So that was back then, at 22, fifteen years ago. I’m at the age now where Coupland was when he was writing this – and the age of John in the novel. In the first chapter, John says:

“I think about how old I am and I wonder ‘Hey John Johnson, you’ve pretty much felt all the emotions you’re ever likely to feel and from here on it’s reruns‘ and that totally scares me. Do you ever think about that?”

I do, John, I do. But I think we’re both wrong. I think we – me, and the fictional John Johnson – have both enjoyed an extended emotional adolescence. After a childhood illness, John hits the ground running and achieves career success at a young age – but his love of partying prevents real emotional progress before his collapse so afterwards, his walkabout acts as a rumspringa – the first time in his life when he’s really considered what he wants or needs on a deeper level. Similarly, growing up in the public eye of beauty pageants and later, network TV, Susan struggles to escape the public’s perception of her – a beauty queen, a younger sister on an 80s sitcom, a wild child wife of a rock star. It is only when her plane crashes and she has a chance to escape that her life can – and does – move on. I think if John had asked the pre-plane crash Susan that question about emotional reruns, she’d have agreed but instead she subtly demurs – and that’s one of the things that attracts John to her: it seems like she has already moved on to the next level and he wants helping up there himself. This desire to move on is a common theme for Coupland’s early works – it’s what Andy, Dag & Claire are looking for in ‘Generation X’, what Dan is looking for in ‘Microserfs’ before he gets together with Karla, and what nearly all the characters want in ‘Girlfriend in a Coma’. Alongside that apocalypse fiction, I have long been a fan of coming of age fiction and as I’ve grown older myself, I’ve recognised that coming of age doesn’t just happen in your teenage years: one of my favourite things about Curtis Sittenfeld’s ‘American Wife’ is that it is about a woman coming of age/becoming who she is in her 30s and beyond – it gives me hope that I still have room to change and the strength to do it without an ill-advised dash into the wilderness.

“I don’t want to go back down there to my crappy little life.”

“Your life is crappy?” …

“It’s not what I would have wanted, no.”

“What would you have wanted then?”

“Like I keep that information at the top of my ‘To Do’ list, or something?”

“What would be wrong with keeping that at the top of your ‘To Do’ list?”

As with ‘Generation X’, I’m not sure I would recommend ‘Miss Wyoming’, especially not to Coupland newbies. It’s jarring, it’s stilted, it’s clunky – and unless you understand that’s the point of it, it’s not going to go down smoothly. But I’ll return to it again.


Final Thoughts

In ‘Generation X’, Andy describes the Vietnam War as being like a colour in his childhood – he is too young to remember the detail but it was always there, like the colour green, and when it ended, it was as strange as if the colour green went away.

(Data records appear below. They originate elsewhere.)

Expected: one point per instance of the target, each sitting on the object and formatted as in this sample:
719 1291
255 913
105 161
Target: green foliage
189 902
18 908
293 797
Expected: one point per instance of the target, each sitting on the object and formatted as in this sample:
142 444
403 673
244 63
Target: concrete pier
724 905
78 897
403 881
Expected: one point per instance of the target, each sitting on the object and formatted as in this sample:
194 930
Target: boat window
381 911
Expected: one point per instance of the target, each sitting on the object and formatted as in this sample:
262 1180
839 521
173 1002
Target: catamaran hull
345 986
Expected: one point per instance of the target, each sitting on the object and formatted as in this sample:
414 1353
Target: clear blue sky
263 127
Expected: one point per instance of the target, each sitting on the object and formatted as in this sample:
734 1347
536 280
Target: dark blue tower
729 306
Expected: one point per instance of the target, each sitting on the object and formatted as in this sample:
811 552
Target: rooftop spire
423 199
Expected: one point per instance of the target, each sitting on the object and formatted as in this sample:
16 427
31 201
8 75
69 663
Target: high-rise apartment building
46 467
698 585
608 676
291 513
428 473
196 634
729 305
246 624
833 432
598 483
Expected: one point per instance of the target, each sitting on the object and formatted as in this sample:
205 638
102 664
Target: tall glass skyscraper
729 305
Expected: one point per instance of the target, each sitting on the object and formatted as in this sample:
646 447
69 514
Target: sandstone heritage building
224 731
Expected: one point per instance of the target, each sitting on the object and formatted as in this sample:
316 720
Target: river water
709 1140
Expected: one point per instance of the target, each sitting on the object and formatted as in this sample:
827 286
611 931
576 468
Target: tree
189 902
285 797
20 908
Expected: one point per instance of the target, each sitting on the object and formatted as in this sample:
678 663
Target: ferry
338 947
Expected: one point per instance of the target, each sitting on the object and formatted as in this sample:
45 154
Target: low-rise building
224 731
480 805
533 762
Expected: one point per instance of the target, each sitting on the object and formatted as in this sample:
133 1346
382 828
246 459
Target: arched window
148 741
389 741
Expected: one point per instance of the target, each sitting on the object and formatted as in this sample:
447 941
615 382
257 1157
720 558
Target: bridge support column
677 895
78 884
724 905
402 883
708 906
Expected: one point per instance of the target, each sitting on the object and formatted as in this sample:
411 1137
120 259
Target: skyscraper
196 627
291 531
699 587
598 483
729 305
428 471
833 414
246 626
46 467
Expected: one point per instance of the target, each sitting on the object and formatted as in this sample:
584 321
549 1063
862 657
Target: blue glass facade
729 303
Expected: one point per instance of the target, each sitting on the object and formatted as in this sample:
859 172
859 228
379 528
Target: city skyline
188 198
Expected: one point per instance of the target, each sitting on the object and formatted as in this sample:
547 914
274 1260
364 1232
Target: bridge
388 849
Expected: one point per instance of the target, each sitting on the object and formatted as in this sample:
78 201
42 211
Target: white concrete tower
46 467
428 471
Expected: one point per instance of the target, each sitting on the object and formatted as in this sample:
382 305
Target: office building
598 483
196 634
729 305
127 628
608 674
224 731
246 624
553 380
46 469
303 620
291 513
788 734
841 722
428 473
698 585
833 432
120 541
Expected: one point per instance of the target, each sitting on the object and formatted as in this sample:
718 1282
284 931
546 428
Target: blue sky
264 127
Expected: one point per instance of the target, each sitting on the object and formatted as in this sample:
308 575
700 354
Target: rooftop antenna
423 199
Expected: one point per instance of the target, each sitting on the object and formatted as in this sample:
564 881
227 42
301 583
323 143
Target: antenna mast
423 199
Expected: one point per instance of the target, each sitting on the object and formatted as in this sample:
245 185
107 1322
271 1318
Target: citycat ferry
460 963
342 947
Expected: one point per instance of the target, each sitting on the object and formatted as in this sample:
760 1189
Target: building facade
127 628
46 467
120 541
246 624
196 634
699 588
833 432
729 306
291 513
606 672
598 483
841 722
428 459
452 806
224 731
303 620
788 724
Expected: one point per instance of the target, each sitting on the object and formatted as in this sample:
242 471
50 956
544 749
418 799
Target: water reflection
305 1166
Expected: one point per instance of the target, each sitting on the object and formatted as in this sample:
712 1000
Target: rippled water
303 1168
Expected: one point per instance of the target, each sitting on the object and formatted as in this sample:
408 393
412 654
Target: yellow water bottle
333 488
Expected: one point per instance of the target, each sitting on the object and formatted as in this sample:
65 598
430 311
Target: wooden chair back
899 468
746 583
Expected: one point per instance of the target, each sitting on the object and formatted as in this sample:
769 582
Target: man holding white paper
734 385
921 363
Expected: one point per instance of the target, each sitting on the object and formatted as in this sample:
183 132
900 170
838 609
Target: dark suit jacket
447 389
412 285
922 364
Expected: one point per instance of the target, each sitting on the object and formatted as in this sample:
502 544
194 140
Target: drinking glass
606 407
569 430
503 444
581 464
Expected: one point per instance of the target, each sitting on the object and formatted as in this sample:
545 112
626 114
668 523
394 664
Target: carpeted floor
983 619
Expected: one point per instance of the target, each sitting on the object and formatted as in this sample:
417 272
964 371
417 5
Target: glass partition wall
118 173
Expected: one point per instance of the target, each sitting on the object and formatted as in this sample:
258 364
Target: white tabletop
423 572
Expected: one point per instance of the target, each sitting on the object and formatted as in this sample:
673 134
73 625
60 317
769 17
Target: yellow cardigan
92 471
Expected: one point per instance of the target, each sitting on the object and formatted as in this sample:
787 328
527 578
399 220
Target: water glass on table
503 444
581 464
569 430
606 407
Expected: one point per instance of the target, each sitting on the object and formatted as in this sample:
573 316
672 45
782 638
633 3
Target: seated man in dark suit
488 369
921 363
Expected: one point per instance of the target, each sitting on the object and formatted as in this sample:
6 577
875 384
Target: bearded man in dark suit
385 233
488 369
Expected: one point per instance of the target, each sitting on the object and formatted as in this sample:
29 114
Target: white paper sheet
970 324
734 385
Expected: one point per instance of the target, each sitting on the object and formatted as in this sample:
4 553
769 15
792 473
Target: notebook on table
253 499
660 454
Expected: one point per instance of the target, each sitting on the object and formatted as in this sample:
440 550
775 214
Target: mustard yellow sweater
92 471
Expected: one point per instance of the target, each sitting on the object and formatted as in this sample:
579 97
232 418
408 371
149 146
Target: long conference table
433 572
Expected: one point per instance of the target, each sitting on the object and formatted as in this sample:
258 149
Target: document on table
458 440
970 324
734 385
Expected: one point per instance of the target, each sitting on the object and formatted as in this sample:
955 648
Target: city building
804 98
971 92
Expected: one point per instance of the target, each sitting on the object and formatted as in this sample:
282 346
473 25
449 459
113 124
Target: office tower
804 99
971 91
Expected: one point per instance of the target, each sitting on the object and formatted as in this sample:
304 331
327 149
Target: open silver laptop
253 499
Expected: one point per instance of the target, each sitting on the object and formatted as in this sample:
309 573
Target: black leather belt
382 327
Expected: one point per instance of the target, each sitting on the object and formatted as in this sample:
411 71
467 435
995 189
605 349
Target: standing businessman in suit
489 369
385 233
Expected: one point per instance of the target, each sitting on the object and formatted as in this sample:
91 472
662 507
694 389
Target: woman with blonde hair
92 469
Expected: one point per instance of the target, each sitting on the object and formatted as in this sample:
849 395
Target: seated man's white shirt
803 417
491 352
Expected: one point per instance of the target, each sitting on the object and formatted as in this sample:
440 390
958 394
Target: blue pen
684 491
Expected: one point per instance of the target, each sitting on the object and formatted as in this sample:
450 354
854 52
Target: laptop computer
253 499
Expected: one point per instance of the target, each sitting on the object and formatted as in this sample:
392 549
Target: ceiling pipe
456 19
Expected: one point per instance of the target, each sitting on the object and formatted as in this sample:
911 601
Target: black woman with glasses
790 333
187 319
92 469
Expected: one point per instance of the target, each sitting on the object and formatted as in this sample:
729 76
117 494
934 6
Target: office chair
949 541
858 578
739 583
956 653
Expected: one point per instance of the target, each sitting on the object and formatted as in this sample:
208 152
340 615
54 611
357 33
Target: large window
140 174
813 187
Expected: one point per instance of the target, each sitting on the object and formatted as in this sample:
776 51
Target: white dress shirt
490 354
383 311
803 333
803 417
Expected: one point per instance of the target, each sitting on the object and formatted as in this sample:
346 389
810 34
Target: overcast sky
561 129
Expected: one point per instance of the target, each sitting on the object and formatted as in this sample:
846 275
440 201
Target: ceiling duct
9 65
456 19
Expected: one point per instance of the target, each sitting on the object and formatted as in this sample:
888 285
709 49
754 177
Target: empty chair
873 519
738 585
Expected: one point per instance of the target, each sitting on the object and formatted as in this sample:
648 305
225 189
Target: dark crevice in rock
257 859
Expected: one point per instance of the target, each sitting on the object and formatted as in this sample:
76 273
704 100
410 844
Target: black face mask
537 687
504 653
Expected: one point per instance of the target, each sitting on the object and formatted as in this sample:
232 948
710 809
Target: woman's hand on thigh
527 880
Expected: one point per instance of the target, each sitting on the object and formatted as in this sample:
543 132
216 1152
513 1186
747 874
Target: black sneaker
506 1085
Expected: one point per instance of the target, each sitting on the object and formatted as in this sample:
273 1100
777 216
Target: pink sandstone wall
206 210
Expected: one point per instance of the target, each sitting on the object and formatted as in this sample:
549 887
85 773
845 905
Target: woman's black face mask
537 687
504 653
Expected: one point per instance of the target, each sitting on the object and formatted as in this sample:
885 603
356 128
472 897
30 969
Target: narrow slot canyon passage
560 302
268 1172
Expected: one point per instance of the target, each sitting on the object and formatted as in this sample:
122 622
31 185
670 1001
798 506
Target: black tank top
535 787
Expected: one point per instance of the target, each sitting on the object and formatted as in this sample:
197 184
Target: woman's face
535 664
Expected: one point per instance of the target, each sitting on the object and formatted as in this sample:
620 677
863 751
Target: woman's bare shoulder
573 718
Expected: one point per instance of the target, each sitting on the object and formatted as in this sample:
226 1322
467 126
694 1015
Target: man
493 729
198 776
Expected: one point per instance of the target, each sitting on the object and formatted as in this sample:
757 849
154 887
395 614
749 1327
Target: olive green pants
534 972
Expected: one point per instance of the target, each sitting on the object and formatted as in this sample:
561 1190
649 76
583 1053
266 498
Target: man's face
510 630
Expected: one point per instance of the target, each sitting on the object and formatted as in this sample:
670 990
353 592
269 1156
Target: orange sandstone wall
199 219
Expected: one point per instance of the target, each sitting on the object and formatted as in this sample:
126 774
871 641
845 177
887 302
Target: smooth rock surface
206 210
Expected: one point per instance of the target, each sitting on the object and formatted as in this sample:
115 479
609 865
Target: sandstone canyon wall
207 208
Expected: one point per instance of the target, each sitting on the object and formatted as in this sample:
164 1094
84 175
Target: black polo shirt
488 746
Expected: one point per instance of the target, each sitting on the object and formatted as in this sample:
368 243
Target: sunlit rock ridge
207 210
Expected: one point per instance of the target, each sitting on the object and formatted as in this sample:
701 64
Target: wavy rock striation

I suppose I feel this way about Douglas Coupland’s early novels – they were such a formative part of my late adolescence that they coloured my life and I suspect I will return to them again and again over the years but I don’t think I’m going to push on any further with Coupland’s catalogue at this time. The rest of his books don’t mean as much to me – I have them all on my shelf, but *sssh* I don’t think I’ve even read the last two.

This re-examination – both the re-reading and this reviewing – has been interesting though. If you had asked me a few weeks ago to name the over-riding themes in these early books I would have probably mumbled “uh, people looking for the answers away from the mainstream” and then I’d have made a “knee-jerk irony”-style comment then run away. But looking more closely at the shared elements between these books, I feel they’re a lot more optimistic than I would have given them credit for, and more timeless too. Neither of those is a bad thing.